Can't get the rossman_data_clean working

myazhbin · February 3, 2019, 9:14pm

I got everything running up until the following lines of code:
for df in (joined,joined_test):
df["Promo2Since"] = pd.to_datetime(df.apply(lambda x: Week(
x.Promo2SinceYear, x.Promo2SinceWeek).monday(), axis=1).astype(pd.datetime))
df["Promo2Days"] = df.Date.subtract(df["Promo2Since"]).dt.days

Here is the error I got:

I am running ubuntu 18.04 on AWS. I see I can autocomplete pd.datetime just fine and get the documentation to show up but I still see that it doesn’t know what datetime.datetime is, I even did from datetime import datetime but that didn’t work either.

peterwalkley · February 4, 2019, 2:53pm

I hit this too. I think the solution is to remove the ‘.astype(pd.datetime)’ part. I haven’t gone through lesson 6 yet to confirm, but from reading up it seems like that is redundant as to_datetime should be performing the type conversion already.

RogerS49 · February 15, 2019, 8:23pm

This is correct. notebook needs updating

mike00 · April 23, 2019, 11:01pm

I hit the same error and fixed the same way. Agree with @RogerS49, the notebook should be corrected. It made me take a long long look at the stores.csv file, however. Maybe not a bad thing.
Who is authorized to fix something like this?

angelinayy · April 26, 2019, 11:00pm

hi, Mike, since you seem running the rossman nb. May I ask a silly question: I cant find the train_clean data from running the following code…Maybe there’s some change in directories but I poked around the dir and didnt find it, also didnt find on github… also didnt’ find the csvs (store/weather etc.) could you help? Many thanks.

path = Config().data_path()/‘rossmann/’
train_df = pd.read_pickle(path/‘train_clean’)

mike00 · April 27, 2019, 12:25pm

@angelinayy
Just to be clear, I’m running 2018 part 1, lesson 3.
In that notebook, just after the second code block in the section called ‘Create datasets’, there is a link to files.fast.ai/part2/lesson14/rossmann.tgz. If you are not using that zip file, anything I say next may not apply to your situation.

I navigated to c:/users/mike01/fastai/data (yep, I’m in Windows) and created a new folder, ‘rossmann’. I moved the tgz file there and unpacked it. There are 8 csv files including ‘store’ and ‘weather’, but no ‘train_clean’.

Since train_clean is not one of the unzipped files, it must be a file created during running of one of the code cells in your notebook.
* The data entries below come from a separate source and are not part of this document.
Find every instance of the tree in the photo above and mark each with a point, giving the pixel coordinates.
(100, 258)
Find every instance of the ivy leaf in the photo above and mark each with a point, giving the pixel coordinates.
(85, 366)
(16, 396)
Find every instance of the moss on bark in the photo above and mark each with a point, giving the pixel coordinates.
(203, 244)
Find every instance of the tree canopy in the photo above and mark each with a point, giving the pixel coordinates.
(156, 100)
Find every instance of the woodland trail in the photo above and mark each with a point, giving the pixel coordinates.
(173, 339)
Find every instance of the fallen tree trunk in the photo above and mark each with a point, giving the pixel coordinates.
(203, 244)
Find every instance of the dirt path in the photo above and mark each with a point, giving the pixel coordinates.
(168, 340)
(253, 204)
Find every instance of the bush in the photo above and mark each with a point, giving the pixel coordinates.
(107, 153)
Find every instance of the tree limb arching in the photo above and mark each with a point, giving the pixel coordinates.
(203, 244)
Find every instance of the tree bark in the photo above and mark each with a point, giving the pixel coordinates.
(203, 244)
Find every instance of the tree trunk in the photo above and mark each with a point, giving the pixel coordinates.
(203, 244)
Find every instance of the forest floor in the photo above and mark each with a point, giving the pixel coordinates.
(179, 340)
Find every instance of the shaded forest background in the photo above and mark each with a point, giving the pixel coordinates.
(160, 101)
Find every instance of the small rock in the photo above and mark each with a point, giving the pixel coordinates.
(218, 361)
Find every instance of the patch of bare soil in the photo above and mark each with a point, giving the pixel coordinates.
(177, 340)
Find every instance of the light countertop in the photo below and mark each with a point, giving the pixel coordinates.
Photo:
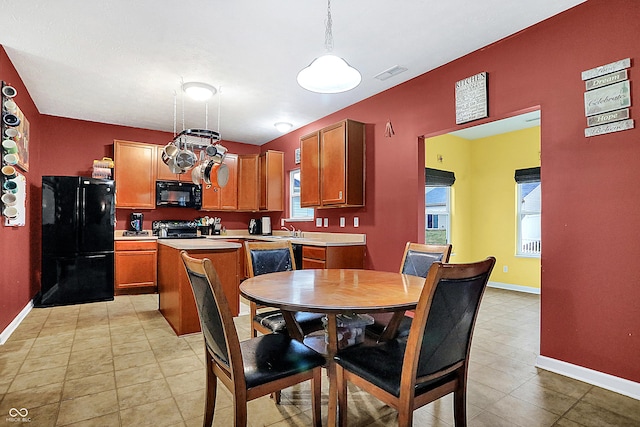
(308, 238)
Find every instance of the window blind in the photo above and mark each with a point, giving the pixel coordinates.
(527, 175)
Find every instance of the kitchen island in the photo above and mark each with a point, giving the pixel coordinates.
(175, 297)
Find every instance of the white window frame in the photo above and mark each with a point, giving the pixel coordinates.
(535, 246)
(447, 212)
(293, 193)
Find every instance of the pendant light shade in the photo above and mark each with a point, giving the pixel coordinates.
(329, 74)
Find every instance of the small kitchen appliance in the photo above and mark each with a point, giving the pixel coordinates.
(255, 226)
(266, 226)
(135, 222)
(175, 229)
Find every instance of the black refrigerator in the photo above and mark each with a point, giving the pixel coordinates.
(78, 216)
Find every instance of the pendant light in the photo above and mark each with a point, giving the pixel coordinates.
(329, 73)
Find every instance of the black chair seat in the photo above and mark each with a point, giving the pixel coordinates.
(274, 320)
(381, 320)
(263, 361)
(381, 365)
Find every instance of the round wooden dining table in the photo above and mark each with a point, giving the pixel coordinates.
(333, 292)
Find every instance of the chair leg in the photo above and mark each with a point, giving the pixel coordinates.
(240, 413)
(342, 396)
(210, 398)
(460, 407)
(277, 396)
(316, 391)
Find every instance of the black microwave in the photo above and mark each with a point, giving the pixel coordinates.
(178, 194)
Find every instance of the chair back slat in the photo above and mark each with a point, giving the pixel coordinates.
(447, 334)
(270, 261)
(418, 258)
(209, 314)
(441, 331)
(418, 263)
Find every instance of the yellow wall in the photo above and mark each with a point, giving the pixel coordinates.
(484, 206)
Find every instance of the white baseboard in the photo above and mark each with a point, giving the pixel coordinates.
(606, 381)
(4, 335)
(510, 287)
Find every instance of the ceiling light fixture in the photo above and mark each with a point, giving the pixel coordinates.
(329, 73)
(198, 91)
(283, 127)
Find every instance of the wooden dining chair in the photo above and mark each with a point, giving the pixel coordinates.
(408, 373)
(252, 368)
(416, 260)
(271, 257)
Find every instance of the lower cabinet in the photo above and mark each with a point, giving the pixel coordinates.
(333, 257)
(136, 265)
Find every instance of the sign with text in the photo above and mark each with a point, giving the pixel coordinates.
(608, 98)
(471, 98)
(609, 128)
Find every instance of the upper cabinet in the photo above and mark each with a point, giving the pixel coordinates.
(332, 172)
(225, 198)
(310, 170)
(248, 182)
(135, 174)
(261, 181)
(272, 180)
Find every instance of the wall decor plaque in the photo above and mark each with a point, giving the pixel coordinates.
(471, 98)
(611, 116)
(606, 80)
(609, 128)
(606, 69)
(608, 98)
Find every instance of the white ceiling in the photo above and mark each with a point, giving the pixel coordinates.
(121, 61)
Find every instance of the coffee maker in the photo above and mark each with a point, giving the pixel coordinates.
(135, 222)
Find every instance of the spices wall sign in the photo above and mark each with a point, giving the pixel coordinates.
(471, 98)
(607, 98)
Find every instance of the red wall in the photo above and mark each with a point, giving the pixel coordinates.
(18, 249)
(590, 305)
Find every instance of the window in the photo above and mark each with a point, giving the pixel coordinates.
(295, 211)
(529, 235)
(437, 211)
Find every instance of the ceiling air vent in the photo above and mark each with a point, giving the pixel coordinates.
(388, 73)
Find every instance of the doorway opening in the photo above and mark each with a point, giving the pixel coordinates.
(485, 211)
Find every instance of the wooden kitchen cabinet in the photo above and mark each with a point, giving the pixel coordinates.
(261, 181)
(135, 266)
(225, 198)
(175, 297)
(272, 180)
(135, 174)
(248, 196)
(310, 170)
(333, 256)
(333, 164)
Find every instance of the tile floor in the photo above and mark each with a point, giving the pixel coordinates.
(120, 364)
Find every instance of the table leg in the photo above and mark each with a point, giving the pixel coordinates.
(332, 349)
(293, 327)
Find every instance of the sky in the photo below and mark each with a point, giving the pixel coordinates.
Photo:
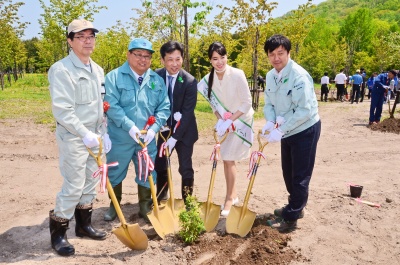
(122, 10)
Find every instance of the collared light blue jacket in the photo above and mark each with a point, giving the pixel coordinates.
(131, 104)
(291, 96)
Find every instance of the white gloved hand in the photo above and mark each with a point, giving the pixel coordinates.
(280, 120)
(91, 140)
(149, 136)
(221, 130)
(107, 143)
(134, 132)
(170, 144)
(219, 122)
(268, 127)
(275, 135)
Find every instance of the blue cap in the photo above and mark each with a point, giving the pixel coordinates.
(140, 43)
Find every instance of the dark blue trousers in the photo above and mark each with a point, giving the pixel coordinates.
(298, 156)
(375, 110)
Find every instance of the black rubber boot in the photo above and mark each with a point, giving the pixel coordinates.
(145, 202)
(162, 192)
(59, 241)
(187, 188)
(84, 226)
(111, 214)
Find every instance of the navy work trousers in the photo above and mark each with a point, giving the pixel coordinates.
(298, 156)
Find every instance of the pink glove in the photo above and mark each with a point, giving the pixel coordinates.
(170, 144)
(268, 127)
(149, 136)
(275, 136)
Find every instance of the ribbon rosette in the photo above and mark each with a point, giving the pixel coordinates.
(177, 117)
(103, 173)
(143, 157)
(149, 122)
(253, 159)
(215, 153)
(227, 115)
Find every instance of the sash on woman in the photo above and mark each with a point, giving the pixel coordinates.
(243, 130)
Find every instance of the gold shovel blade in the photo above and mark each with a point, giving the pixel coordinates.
(132, 236)
(237, 224)
(210, 216)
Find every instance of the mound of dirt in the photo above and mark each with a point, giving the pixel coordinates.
(391, 125)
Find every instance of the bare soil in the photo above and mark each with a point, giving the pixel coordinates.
(335, 229)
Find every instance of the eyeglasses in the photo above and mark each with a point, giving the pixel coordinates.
(84, 38)
(144, 57)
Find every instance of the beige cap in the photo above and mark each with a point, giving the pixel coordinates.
(78, 25)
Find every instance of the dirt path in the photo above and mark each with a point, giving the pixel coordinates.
(335, 230)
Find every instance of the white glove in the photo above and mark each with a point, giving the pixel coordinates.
(221, 130)
(275, 135)
(149, 136)
(107, 143)
(91, 140)
(134, 132)
(268, 127)
(219, 122)
(280, 120)
(170, 144)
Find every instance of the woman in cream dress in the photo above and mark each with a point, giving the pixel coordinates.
(229, 86)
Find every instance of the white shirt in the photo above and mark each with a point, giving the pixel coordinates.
(175, 76)
(340, 79)
(325, 80)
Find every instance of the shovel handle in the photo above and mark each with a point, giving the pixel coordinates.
(109, 186)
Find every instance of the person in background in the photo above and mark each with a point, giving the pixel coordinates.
(182, 92)
(135, 93)
(290, 94)
(381, 86)
(370, 83)
(75, 89)
(324, 87)
(340, 81)
(356, 82)
(227, 91)
(363, 84)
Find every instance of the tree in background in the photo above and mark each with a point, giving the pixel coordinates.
(54, 22)
(12, 53)
(111, 47)
(163, 20)
(357, 31)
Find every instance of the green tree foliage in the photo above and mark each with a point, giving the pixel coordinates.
(12, 52)
(54, 22)
(111, 47)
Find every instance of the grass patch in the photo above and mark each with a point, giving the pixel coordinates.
(29, 98)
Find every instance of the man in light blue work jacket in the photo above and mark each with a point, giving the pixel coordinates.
(291, 112)
(134, 92)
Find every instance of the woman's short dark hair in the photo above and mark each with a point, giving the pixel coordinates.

When I run my notebook, it creates 2 new folders and 3 new files in the rossmann directory. But I’m doing the 2018 version and it doesn’t seem to use a ‘train_clean’ file.
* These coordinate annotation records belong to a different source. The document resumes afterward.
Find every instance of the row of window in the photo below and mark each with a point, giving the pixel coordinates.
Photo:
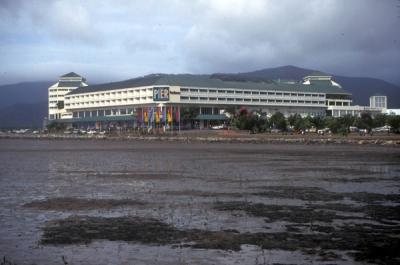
(112, 93)
(184, 98)
(338, 103)
(248, 92)
(60, 90)
(125, 100)
(103, 112)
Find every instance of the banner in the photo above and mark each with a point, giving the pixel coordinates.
(139, 115)
(169, 115)
(158, 115)
(164, 118)
(177, 114)
(146, 116)
(151, 115)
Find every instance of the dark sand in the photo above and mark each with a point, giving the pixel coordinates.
(135, 202)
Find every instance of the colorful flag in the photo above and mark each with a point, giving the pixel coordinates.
(164, 118)
(146, 116)
(158, 116)
(151, 115)
(177, 114)
(169, 115)
(139, 115)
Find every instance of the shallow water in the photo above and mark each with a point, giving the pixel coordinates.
(180, 184)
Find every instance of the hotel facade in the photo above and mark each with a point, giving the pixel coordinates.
(158, 99)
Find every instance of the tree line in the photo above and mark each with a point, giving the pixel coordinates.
(260, 122)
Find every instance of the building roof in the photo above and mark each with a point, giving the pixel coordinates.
(70, 83)
(318, 73)
(207, 82)
(71, 74)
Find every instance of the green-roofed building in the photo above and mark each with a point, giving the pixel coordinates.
(201, 100)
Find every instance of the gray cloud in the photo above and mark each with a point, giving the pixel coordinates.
(128, 38)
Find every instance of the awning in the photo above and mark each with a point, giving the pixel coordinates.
(215, 117)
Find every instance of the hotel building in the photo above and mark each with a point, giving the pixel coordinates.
(205, 99)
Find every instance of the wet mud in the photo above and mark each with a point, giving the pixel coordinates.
(186, 203)
(70, 204)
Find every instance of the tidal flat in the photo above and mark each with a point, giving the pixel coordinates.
(137, 202)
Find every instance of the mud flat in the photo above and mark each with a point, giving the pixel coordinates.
(209, 136)
(161, 202)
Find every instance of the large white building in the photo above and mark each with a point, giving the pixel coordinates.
(57, 92)
(162, 98)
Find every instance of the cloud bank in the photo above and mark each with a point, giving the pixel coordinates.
(109, 40)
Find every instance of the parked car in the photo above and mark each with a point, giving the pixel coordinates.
(324, 131)
(385, 128)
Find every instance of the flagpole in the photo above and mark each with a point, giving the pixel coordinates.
(179, 121)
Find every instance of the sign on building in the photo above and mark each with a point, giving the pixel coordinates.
(161, 93)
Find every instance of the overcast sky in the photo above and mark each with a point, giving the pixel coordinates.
(113, 40)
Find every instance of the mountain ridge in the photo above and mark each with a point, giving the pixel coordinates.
(31, 97)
I hope this is clear. If not, please tell me. I’ll try to help.

imago · April 27, 2019, 1:08pm

I also did this and it worked! Might encounter issues further ahead though haven’t checked, but it worked to start the dataset off.

AjayStark · June 21, 2019, 10:37am

@imago
And I downloaded the dataset but couldn’t find it.

Antoine.C · July 31, 2019, 5:00pm

Alternatively, following this, .dt.to_pydatetime() should be applied to the series instead of .astype(pd.datetime) to each element. For example:

joined["CompetitionOpenSince"] = pd.to_datetime(joined.apply(lambda x: datetime.datetime(
    x.CompetitionOpenSinceYear, x.CompetitionOpenSinceMonth, 15), axis=1)).dt.to_pydatetime()

works for me, while

joined["CompetitionOpenSince"] = pd.to_datetime(joined.apply(lambda x: datetime.datetime(
    x.CompetitionOpenSinceYear, x.CompetitionOpenSinceMonth, 15), axis=1).astype(pd.datetime))

gave me the same error as @myazhbin.

Note the position of the parentheses carefully.

I use pandas version 0.24.2.

Added note.
Eventually I realised that I was working with the wrong notebook, and in the current version on GitHub the .astype(pd.datetime) part as been removed, as you suggested.

Antoine.C · July 31, 2019, 5:10pm

This may help others.

While the (zipped) dataset is available at files.fast.ai/part2/lesson14/rossmann.tgz, there is also a notebook files.fast.ai/part2/lesson14/rossmann.ipynb which looks like an old version of rossman_data_clean.ipynb (note that names are different).

Don’t get confused and pick the right notebook.

Added note. The name of the chain store Rossmann takes two n's, so there is a typo in the filename rossman_data_clean.ipynb.